But that's changed. Now, the "How do you know this person?" prompt is in the form of an Ajax pop-up box, not a separate page, but something else is different. You now no longer have the ability to skip the step where you describe the relationship you have with your new Facebook friend, making friend adds with ex-boyfriends and girlfriends, former high school enemies, and Craigslist Missed Connection hook-ups potentially very awkward. It's unclear as to exactly when this change came about, but it appears to have happened this weekend.
Facebook's 'Request Confirmation' option, now with no way out
(Aside: I noticed this when another blogger added me as a friend on Facebook. After racking my brains over exactly what kind of relationship connection to use, I finally chose "From an organization or team" and typed in "The blogosphere." Sorry for using that overexposed term.)
Facebook users--judging by blog posts and Twitter updates--don't appear to be happy. And the last time Facebook users got really ticked over an update to the site that they perceived as a step down in privacy and control functionality (remember the early days of the News Feed?) things got a little ugly. The "Skip This Step" issue has shown early signs of also becoming a headache for the company: social-networking blog Mashable even tossed up a makeshift "petition" to bring back the "Skip This Step" option.
But according to a new high-profile Facebook employee, it's a glitch. A comment on the Mashable post Sunday night from Blake Ross, co-founder of recent Facebook acquisition Parakey, explained, "This is a bug that will be fixed soon. Trust me, we find this as annoying as you do," Ross wrote. (Thanks to Eric Skiff for pointing this out.)
We've e-mailed Facebook for confirmation and will keep you posted when we hear back.

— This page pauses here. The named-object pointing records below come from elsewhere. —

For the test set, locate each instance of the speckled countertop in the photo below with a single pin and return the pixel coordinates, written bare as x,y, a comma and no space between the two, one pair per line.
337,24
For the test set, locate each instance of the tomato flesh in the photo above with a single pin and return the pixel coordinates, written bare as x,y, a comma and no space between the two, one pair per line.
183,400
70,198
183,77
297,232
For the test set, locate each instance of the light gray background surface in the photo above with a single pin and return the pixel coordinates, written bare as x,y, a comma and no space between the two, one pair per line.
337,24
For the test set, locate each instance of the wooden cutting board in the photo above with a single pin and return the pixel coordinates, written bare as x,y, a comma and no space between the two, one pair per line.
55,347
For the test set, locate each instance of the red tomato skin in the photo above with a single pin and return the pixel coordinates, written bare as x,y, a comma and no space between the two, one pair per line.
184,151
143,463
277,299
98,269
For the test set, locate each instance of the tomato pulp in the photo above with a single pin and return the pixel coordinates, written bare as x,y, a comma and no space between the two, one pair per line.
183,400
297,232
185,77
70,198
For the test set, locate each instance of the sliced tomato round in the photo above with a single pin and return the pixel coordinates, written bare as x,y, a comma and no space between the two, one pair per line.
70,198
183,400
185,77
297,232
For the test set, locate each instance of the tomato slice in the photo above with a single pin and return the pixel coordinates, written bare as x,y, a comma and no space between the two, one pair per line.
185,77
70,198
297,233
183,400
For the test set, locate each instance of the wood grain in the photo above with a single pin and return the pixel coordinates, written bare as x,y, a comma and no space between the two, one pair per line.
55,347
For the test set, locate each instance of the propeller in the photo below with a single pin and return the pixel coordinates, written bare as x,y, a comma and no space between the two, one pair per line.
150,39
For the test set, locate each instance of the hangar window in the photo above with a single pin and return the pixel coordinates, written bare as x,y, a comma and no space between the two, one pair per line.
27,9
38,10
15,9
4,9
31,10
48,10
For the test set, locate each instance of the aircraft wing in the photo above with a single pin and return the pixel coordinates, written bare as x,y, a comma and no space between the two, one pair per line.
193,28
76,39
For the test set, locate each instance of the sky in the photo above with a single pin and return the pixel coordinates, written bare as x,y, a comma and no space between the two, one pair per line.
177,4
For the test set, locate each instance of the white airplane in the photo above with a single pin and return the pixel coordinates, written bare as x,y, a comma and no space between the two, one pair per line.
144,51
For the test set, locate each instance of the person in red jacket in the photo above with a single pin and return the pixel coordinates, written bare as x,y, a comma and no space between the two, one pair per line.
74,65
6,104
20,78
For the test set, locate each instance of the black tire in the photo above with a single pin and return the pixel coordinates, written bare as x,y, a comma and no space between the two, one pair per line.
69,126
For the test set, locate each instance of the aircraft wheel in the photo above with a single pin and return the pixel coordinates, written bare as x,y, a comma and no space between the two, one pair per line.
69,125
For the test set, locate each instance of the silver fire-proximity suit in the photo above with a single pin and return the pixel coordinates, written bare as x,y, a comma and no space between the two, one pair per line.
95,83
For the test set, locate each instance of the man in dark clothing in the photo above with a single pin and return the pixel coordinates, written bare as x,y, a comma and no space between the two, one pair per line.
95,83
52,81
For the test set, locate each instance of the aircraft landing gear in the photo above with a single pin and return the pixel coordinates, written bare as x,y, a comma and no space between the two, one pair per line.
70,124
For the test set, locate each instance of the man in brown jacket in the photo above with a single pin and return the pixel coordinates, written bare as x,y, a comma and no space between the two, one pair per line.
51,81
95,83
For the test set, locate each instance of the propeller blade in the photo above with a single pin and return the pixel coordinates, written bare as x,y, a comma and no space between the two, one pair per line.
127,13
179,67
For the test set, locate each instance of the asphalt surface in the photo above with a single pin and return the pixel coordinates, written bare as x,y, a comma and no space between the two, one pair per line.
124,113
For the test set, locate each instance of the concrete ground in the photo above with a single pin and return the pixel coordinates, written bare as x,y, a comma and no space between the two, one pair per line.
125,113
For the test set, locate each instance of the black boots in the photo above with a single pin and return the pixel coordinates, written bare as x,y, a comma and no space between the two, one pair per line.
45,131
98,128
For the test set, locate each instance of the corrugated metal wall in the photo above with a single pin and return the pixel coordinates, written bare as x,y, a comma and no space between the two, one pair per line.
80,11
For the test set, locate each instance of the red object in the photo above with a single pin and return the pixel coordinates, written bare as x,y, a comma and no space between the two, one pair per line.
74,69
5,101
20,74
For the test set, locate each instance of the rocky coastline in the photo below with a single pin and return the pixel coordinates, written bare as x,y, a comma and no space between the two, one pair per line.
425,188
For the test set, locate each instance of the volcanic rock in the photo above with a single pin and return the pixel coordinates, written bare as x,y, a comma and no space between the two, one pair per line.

So, ultimately it looks like we can learn an interesting tidbit from this whole mini-debacle: if the Parakey co-founder is chipping in on something pertaining to friend request confirmation, that could be a cool peek into what's to come from Facebook's new buy. Parakey, as you may know already, specializes in bridging the gap between offline desktop applications and Web services. Total speculation here (and I'm not a code guru by any means), but perhaps some kind of desktop-accessible alert system is in the works?